Counterfactual platform decisions. If the operator asks "what would the routing have been if the latency budget were 200ms instead of 500ms?", v0.1 doesn't answer. Computing counterfactual platform decisions over historical traffic is a useful affordance for tuning preferences; the implementation is non-trivial because it has to replay against the historical state, not current state.

The intersection with model interpretability. When a guardrail fires, the explanation is currently the rule that matched. A more useful explanation would be both — the rule, plus a model-side feature that fired on the same content. Crossing the platform/model boundary in explanation is hard but tractable.

How this connects to what we ship#

The Admin Console's audit page is the user-visible surface. It supports filtering by actor, action, resource, time, and free-text — and exports cleanly to CSV/JSON for downstream tools. The SRE Agent page exposes the four-component risk-score breakdown alongside the LLM's reasoning chain. The cost-tracking dashboards show the per-request routing decision with the cost / latency / quality factors in the same view.

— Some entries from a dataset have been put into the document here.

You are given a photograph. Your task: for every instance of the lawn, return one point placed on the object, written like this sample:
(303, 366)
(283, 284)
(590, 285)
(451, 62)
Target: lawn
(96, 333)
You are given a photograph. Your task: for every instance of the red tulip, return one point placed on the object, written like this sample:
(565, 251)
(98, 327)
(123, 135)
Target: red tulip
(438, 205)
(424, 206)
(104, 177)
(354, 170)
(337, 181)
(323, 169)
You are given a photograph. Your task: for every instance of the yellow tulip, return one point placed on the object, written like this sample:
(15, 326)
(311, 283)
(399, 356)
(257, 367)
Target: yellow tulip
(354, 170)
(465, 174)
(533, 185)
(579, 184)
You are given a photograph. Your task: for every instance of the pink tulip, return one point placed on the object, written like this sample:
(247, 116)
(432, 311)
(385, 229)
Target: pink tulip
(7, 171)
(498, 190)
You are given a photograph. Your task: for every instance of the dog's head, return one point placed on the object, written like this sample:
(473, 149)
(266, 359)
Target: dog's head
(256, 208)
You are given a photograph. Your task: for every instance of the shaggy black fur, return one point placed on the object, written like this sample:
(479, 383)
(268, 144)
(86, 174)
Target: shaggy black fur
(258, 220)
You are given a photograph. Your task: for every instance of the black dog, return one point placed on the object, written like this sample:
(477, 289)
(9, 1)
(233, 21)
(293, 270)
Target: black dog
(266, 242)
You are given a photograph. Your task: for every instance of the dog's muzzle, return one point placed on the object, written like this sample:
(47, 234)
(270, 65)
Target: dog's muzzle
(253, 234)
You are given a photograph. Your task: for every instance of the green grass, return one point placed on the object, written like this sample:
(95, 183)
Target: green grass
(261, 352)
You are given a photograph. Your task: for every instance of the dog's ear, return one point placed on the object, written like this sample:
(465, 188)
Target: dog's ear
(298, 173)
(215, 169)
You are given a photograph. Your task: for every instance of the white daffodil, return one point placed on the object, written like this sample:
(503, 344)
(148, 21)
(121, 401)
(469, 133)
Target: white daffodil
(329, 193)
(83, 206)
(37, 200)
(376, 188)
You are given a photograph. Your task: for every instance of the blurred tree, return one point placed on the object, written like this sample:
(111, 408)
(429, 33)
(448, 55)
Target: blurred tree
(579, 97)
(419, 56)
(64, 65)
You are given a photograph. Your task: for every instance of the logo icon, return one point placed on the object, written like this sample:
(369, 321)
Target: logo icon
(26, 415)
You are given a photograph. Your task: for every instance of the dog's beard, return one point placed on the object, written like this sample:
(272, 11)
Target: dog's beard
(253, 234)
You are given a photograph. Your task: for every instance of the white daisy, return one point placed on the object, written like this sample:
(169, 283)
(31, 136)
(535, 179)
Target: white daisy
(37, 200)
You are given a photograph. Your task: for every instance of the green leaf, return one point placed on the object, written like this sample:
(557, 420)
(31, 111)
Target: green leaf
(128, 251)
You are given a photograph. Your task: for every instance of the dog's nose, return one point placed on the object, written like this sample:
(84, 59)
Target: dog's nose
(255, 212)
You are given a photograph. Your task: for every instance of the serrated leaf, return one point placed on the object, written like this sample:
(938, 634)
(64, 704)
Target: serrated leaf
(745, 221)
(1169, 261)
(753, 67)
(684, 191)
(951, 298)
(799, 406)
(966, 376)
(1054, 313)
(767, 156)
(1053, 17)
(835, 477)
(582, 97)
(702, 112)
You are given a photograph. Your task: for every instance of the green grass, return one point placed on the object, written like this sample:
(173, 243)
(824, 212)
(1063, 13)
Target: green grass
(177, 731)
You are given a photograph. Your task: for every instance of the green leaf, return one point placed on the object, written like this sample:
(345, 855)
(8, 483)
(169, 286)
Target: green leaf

If "explainable AI" is one of the directions your team cares about, our claim is that the platform layer is doing more of the user-facing-explanation work than the literature gives it credit for. We'd welcome both pushback and collaboration.

References#

Ribeiro, M. T., Singh, S., & Guestrin, C. (2016). "Why Should I Trust You?": Explaining the Predictions of Any Classifier. KDD.
Lundberg, S. M., & Lee, S. I. (2017). A Unified Approach to Interpreting Model Predictions. NeurIPS.
Koh, P. W., & Liang, P. (2017). Understanding Black-box Predictions via Influence Functions. ICML.
Doshi-Velez, F., & Kim, B. (2017). Towards a Rigorous Science of Interpretable Machine Learning. arXiv:1702.08608.
Bricken, T., et al. (2023). Towards Monosemanticity. Anthropic.